2) Réviser les programmes des madrasa (écoles religieuses islamiques) pour y inclure l’enseignement des sciences sociales et naturelles, des mathématiques, des langues et littératures étrangères, des sciences sociales, de l’éducation civique et des religions du monde, autant de matières susceptibles d’ouvrir les jeunes esprits à la compréhension de la vie intérieure du pays et des affaires internationales.

3) Valoriser l’apport constructif des Pakistanais non-musulmans dans les médias. Avec une formation appropriée, les médias peuvent aussi jouer un rôle en privilégiant les aspects positifs de l’actualité et en s’interdisant de diffamer les groups minoritaires.

4) Abolir ou réformer les lois discriminatoires qui compliquent la coexistence des musulmans et des non-musulmans, comme la loi sur le blasphème (Articles 295-B et 295-C du Code pénal), qui a souvent permis de traduire en justice des non-musulmans accusés de profaner le Coran ou de tenir des propos injurieux sur le Prophète Mahomet, ou encore la loi sur le témoignage, selon laquelle le témoignage d’une femme n’a pas la même valeur que celui d’une homme et un non-musulman ne peut témoigner contre un musulman.
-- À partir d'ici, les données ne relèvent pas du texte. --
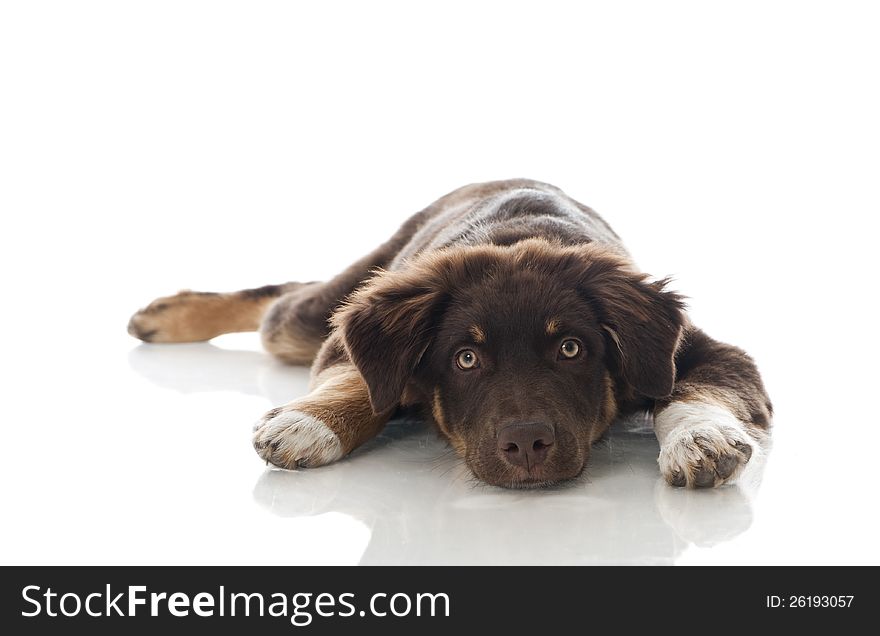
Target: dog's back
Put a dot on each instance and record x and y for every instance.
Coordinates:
(504, 213)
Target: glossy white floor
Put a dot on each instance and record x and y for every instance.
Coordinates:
(217, 146)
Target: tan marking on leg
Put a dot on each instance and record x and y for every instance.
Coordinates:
(195, 317)
(719, 396)
(478, 334)
(302, 433)
(609, 409)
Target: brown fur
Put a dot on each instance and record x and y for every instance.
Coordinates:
(508, 269)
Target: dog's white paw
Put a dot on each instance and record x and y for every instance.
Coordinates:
(292, 439)
(702, 445)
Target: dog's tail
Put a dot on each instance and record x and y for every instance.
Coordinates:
(197, 316)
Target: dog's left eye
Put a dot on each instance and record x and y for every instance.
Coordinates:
(569, 349)
(467, 359)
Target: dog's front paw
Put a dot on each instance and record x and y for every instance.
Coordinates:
(289, 438)
(705, 450)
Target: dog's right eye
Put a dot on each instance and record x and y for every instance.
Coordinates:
(467, 360)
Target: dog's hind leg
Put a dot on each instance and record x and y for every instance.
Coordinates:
(197, 316)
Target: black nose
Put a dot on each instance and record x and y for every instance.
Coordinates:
(525, 445)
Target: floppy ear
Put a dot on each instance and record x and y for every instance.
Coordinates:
(643, 324)
(386, 327)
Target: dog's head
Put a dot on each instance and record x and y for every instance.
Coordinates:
(518, 350)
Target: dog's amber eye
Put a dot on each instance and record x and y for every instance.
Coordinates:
(569, 349)
(467, 359)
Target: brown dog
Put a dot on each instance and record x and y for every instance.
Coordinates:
(513, 317)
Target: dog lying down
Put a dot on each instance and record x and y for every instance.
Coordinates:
(512, 317)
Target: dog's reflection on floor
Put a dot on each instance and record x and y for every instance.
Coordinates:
(422, 506)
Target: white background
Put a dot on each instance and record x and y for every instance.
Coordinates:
(147, 147)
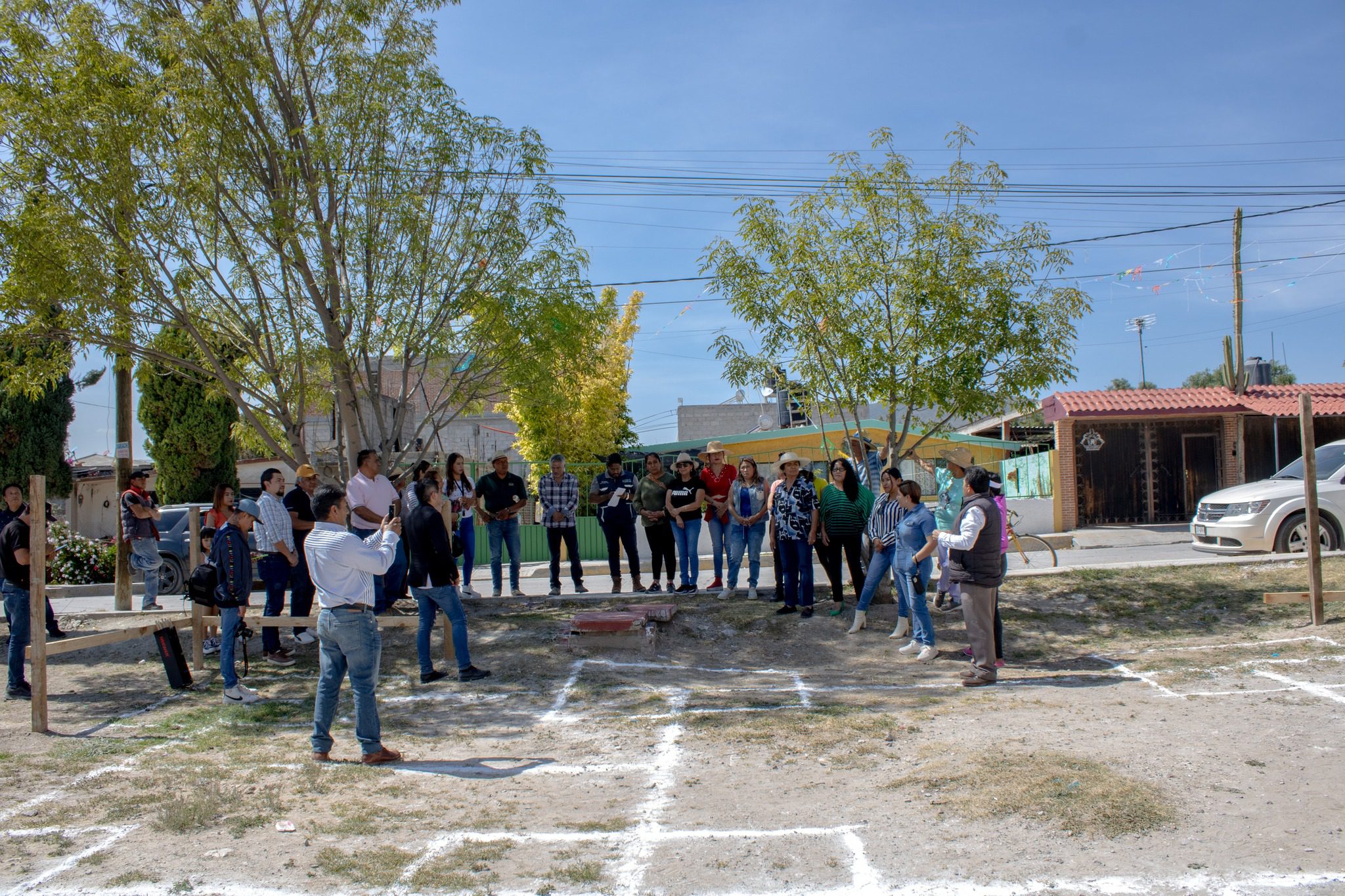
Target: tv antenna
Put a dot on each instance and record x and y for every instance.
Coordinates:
(1139, 326)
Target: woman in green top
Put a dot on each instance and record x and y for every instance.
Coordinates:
(650, 494)
(845, 508)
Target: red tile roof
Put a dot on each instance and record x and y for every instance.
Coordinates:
(1273, 400)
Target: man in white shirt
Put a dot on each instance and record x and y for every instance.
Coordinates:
(373, 498)
(275, 534)
(343, 568)
(974, 563)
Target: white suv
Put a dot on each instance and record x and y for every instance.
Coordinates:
(1269, 516)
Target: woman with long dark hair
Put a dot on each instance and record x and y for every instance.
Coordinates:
(459, 490)
(845, 505)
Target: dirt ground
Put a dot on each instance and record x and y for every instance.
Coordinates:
(1155, 731)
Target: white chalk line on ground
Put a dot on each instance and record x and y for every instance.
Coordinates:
(115, 833)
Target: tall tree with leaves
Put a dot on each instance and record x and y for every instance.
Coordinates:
(884, 286)
(190, 427)
(298, 187)
(584, 410)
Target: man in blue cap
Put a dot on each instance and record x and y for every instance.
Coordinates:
(229, 554)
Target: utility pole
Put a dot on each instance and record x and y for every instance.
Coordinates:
(1241, 378)
(1139, 326)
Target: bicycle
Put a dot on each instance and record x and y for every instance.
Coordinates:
(1033, 550)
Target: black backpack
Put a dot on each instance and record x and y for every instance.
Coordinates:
(202, 584)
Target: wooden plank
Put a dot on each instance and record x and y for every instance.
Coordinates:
(1314, 545)
(1301, 597)
(70, 645)
(198, 613)
(38, 598)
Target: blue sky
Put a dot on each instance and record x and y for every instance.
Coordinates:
(1237, 95)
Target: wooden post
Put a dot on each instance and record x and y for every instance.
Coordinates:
(38, 598)
(198, 613)
(1314, 545)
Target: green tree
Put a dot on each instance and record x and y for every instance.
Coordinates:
(1279, 375)
(885, 286)
(296, 187)
(583, 410)
(190, 426)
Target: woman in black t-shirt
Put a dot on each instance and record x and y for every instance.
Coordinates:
(685, 496)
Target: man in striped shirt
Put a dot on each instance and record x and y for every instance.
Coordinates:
(343, 567)
(275, 534)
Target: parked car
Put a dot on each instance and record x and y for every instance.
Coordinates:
(174, 545)
(1269, 516)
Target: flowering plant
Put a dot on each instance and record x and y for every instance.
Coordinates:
(79, 561)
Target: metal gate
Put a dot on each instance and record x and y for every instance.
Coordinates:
(1146, 471)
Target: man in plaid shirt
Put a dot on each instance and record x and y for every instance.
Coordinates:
(560, 496)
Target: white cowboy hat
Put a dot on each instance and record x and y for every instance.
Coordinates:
(959, 456)
(716, 446)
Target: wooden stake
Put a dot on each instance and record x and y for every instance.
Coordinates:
(38, 598)
(1314, 545)
(198, 613)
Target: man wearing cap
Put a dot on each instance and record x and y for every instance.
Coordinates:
(560, 498)
(973, 548)
(300, 507)
(11, 509)
(612, 494)
(275, 539)
(15, 565)
(231, 557)
(794, 530)
(948, 484)
(502, 495)
(373, 498)
(137, 527)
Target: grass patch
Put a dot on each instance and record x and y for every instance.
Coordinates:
(607, 825)
(464, 868)
(378, 867)
(1075, 794)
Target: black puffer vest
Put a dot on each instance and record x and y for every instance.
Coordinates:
(981, 563)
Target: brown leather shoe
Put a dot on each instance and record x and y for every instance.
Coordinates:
(381, 757)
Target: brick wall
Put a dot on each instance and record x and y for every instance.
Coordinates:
(1067, 488)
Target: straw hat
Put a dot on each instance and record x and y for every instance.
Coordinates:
(959, 456)
(715, 446)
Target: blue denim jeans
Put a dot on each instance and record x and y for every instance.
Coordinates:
(387, 587)
(20, 629)
(912, 603)
(797, 558)
(144, 557)
(688, 539)
(718, 543)
(276, 574)
(229, 625)
(467, 535)
(350, 644)
(745, 538)
(431, 602)
(503, 534)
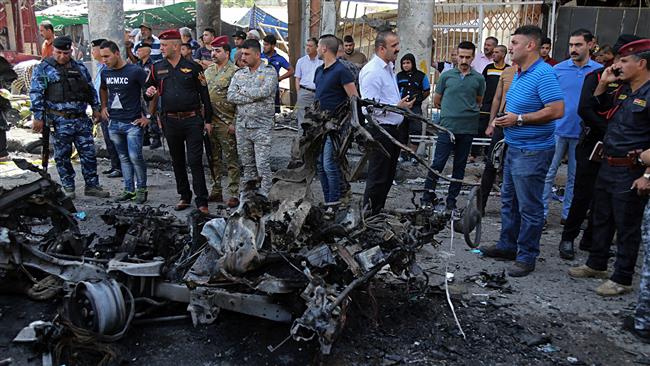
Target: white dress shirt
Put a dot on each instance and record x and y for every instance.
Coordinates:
(306, 69)
(377, 81)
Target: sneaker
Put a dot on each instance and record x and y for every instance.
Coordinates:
(96, 191)
(115, 174)
(520, 269)
(611, 288)
(125, 196)
(141, 195)
(494, 252)
(585, 271)
(69, 192)
(642, 334)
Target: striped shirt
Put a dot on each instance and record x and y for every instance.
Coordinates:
(530, 91)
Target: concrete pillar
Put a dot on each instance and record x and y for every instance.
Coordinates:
(106, 20)
(208, 15)
(415, 29)
(328, 17)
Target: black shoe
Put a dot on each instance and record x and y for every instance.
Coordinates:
(520, 269)
(642, 335)
(115, 174)
(494, 252)
(566, 250)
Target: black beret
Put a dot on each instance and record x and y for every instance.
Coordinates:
(97, 42)
(62, 43)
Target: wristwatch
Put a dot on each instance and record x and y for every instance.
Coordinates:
(520, 120)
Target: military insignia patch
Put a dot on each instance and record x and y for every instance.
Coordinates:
(639, 102)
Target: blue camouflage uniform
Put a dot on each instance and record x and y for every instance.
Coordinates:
(65, 112)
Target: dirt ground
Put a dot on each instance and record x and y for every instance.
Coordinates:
(546, 318)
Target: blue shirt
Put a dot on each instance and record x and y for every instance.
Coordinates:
(571, 78)
(124, 87)
(278, 62)
(529, 92)
(329, 85)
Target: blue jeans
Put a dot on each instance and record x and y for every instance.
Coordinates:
(562, 146)
(128, 143)
(329, 172)
(522, 209)
(461, 148)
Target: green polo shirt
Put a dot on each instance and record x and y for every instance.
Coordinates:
(459, 111)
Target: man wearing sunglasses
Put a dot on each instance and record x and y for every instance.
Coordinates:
(61, 90)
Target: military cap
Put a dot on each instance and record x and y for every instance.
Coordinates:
(63, 43)
(624, 39)
(240, 34)
(219, 41)
(97, 42)
(634, 48)
(170, 34)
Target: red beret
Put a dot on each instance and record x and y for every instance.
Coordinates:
(633, 48)
(219, 41)
(170, 34)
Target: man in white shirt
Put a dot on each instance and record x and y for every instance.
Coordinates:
(305, 70)
(483, 59)
(377, 81)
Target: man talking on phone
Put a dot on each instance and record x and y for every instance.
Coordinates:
(623, 181)
(459, 95)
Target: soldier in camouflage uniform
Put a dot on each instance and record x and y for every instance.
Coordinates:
(252, 89)
(218, 76)
(61, 89)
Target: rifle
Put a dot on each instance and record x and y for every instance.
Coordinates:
(45, 150)
(208, 152)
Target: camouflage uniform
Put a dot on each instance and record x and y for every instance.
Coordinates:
(254, 93)
(223, 143)
(642, 316)
(68, 118)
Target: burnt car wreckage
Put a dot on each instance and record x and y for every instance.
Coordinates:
(282, 258)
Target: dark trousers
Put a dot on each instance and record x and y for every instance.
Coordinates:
(444, 147)
(616, 208)
(583, 192)
(381, 169)
(110, 147)
(489, 175)
(3, 143)
(187, 134)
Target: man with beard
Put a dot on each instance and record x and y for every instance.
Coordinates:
(252, 89)
(534, 101)
(377, 81)
(483, 59)
(621, 179)
(352, 55)
(459, 95)
(120, 95)
(186, 114)
(571, 75)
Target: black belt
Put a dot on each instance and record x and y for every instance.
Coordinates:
(68, 115)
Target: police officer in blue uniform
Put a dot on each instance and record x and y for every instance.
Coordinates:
(623, 181)
(61, 90)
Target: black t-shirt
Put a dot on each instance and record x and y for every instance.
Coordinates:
(491, 73)
(329, 85)
(124, 87)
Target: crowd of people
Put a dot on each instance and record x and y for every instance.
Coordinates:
(590, 109)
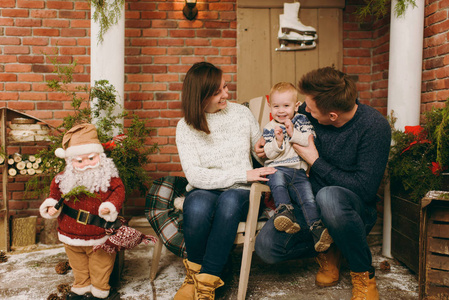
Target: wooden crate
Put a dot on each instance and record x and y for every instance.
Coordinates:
(434, 250)
(405, 232)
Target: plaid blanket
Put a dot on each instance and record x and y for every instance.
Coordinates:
(167, 221)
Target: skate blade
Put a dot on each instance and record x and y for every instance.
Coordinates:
(287, 30)
(295, 46)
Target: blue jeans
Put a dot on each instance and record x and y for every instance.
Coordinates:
(347, 217)
(289, 186)
(211, 218)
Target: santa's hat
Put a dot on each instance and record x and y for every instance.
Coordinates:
(81, 139)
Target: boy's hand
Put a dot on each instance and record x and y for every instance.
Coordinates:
(278, 132)
(289, 127)
(258, 148)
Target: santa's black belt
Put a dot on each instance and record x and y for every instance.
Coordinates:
(86, 218)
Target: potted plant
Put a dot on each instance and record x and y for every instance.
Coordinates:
(419, 157)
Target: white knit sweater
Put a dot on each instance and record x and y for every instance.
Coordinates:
(219, 160)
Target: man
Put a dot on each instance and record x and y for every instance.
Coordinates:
(348, 160)
(94, 195)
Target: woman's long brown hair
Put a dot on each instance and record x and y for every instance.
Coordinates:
(201, 82)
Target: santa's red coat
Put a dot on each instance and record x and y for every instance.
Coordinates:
(74, 233)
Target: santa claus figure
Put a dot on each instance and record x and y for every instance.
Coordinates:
(84, 218)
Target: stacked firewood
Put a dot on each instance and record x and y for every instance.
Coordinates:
(22, 164)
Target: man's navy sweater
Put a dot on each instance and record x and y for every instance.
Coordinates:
(353, 156)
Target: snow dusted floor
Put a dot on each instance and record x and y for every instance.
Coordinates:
(31, 276)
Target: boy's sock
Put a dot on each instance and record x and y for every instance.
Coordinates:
(285, 220)
(321, 236)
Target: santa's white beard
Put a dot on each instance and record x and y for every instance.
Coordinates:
(94, 180)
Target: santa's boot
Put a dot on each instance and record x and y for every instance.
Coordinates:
(205, 286)
(329, 271)
(364, 286)
(187, 289)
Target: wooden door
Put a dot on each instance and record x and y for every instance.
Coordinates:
(259, 66)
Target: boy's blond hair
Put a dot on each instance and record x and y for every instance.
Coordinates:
(285, 87)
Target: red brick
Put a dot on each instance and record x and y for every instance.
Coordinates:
(154, 87)
(46, 32)
(9, 97)
(14, 13)
(166, 60)
(73, 32)
(17, 87)
(67, 14)
(32, 96)
(13, 31)
(8, 77)
(30, 77)
(30, 4)
(22, 105)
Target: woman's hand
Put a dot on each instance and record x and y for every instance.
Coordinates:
(258, 148)
(309, 153)
(259, 174)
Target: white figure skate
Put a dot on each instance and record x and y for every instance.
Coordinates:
(292, 31)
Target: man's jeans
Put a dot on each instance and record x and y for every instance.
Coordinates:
(290, 186)
(211, 218)
(348, 219)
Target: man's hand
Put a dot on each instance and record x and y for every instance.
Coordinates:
(259, 174)
(309, 153)
(289, 127)
(258, 148)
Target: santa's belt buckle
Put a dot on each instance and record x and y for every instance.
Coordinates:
(86, 219)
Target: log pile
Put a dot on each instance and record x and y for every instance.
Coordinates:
(21, 164)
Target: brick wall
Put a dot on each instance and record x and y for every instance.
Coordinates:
(435, 76)
(161, 45)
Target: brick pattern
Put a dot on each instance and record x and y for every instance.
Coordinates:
(161, 45)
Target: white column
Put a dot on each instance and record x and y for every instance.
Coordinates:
(107, 59)
(404, 83)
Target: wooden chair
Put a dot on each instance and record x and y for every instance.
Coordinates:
(247, 231)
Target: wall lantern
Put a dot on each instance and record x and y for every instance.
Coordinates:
(190, 11)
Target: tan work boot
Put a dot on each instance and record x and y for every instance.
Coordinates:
(364, 286)
(329, 271)
(205, 286)
(187, 289)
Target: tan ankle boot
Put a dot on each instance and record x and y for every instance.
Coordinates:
(205, 286)
(364, 287)
(187, 289)
(329, 271)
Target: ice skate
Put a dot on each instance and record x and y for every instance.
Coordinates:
(293, 35)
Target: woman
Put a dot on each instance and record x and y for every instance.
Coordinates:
(214, 139)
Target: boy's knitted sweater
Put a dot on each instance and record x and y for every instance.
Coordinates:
(286, 156)
(219, 160)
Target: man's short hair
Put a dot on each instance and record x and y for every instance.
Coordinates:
(331, 89)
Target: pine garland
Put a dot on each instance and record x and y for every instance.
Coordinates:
(106, 14)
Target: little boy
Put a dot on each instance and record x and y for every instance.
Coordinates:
(290, 182)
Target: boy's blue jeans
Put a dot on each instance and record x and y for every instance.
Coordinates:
(347, 217)
(290, 186)
(211, 218)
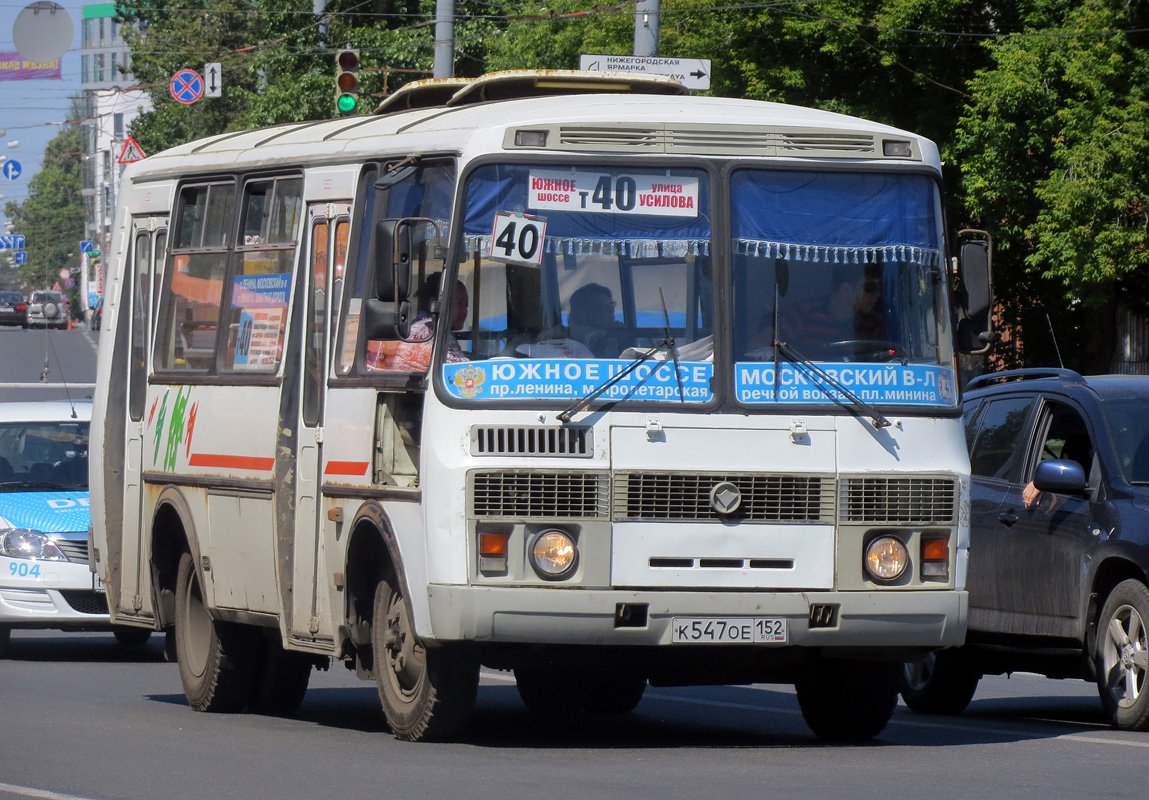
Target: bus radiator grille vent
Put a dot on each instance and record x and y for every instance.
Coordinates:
(612, 138)
(74, 550)
(899, 500)
(686, 498)
(829, 143)
(525, 494)
(536, 440)
(85, 602)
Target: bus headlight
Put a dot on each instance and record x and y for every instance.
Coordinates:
(886, 559)
(22, 543)
(553, 554)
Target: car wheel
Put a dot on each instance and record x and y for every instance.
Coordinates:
(940, 683)
(428, 693)
(131, 637)
(216, 660)
(1123, 656)
(848, 700)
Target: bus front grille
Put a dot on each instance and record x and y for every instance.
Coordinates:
(529, 494)
(899, 500)
(537, 440)
(684, 497)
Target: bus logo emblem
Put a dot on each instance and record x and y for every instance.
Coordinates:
(725, 498)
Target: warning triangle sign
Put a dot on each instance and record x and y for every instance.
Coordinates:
(131, 153)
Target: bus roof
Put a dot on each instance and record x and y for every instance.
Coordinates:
(595, 122)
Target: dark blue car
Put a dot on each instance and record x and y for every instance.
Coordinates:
(1058, 540)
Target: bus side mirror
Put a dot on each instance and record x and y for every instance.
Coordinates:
(976, 298)
(387, 315)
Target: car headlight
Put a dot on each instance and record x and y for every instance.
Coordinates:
(21, 543)
(553, 554)
(886, 559)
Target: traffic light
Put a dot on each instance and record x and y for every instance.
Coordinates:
(346, 81)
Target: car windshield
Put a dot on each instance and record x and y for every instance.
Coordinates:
(1128, 423)
(44, 456)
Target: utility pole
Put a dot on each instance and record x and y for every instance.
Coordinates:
(647, 28)
(444, 39)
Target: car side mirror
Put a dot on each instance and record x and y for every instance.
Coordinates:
(1062, 476)
(976, 295)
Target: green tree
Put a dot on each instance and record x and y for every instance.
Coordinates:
(1054, 150)
(52, 215)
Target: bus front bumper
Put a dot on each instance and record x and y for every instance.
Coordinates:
(889, 618)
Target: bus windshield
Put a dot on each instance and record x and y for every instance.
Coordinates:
(571, 274)
(575, 272)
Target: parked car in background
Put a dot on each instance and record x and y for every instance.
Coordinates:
(47, 308)
(1058, 541)
(13, 309)
(45, 579)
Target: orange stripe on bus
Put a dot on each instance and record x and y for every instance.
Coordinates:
(230, 461)
(346, 468)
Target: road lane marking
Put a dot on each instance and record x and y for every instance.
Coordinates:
(29, 792)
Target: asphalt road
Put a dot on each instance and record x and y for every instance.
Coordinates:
(83, 717)
(56, 363)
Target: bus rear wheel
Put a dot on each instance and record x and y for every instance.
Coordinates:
(217, 661)
(428, 693)
(848, 700)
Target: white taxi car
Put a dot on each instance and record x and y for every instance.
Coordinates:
(45, 581)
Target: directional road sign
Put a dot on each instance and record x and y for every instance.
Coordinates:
(691, 72)
(186, 86)
(213, 79)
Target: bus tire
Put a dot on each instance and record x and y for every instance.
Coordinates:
(216, 660)
(1120, 661)
(938, 684)
(131, 637)
(428, 693)
(848, 700)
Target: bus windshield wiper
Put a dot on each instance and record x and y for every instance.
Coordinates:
(591, 397)
(799, 360)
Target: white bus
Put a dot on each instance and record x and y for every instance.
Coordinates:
(561, 374)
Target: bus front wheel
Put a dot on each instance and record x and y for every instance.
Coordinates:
(848, 700)
(428, 693)
(216, 660)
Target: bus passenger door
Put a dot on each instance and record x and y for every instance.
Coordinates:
(147, 254)
(329, 225)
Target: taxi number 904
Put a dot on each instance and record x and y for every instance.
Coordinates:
(727, 630)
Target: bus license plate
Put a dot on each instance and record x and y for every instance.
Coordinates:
(727, 630)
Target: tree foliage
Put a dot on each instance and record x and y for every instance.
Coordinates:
(52, 215)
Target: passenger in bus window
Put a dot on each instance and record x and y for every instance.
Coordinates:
(592, 321)
(415, 356)
(850, 312)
Depuis la fondation du Pakistan, les non-musulmans ont fait partie intégrante de l’Etat. D’ailleurs, le drapeau du pays exprime cette diversité: le champ blanc à gauche représente la population non-musulmane, tandis que la partie vert sombre à droite symbolise la composante musulmane.

Ce ne sera pas chose facile, mais les Pakistanais doivent impérativement retrouver l’esprit d’unité dans la diversité qui a façonné ses principes fondateurs.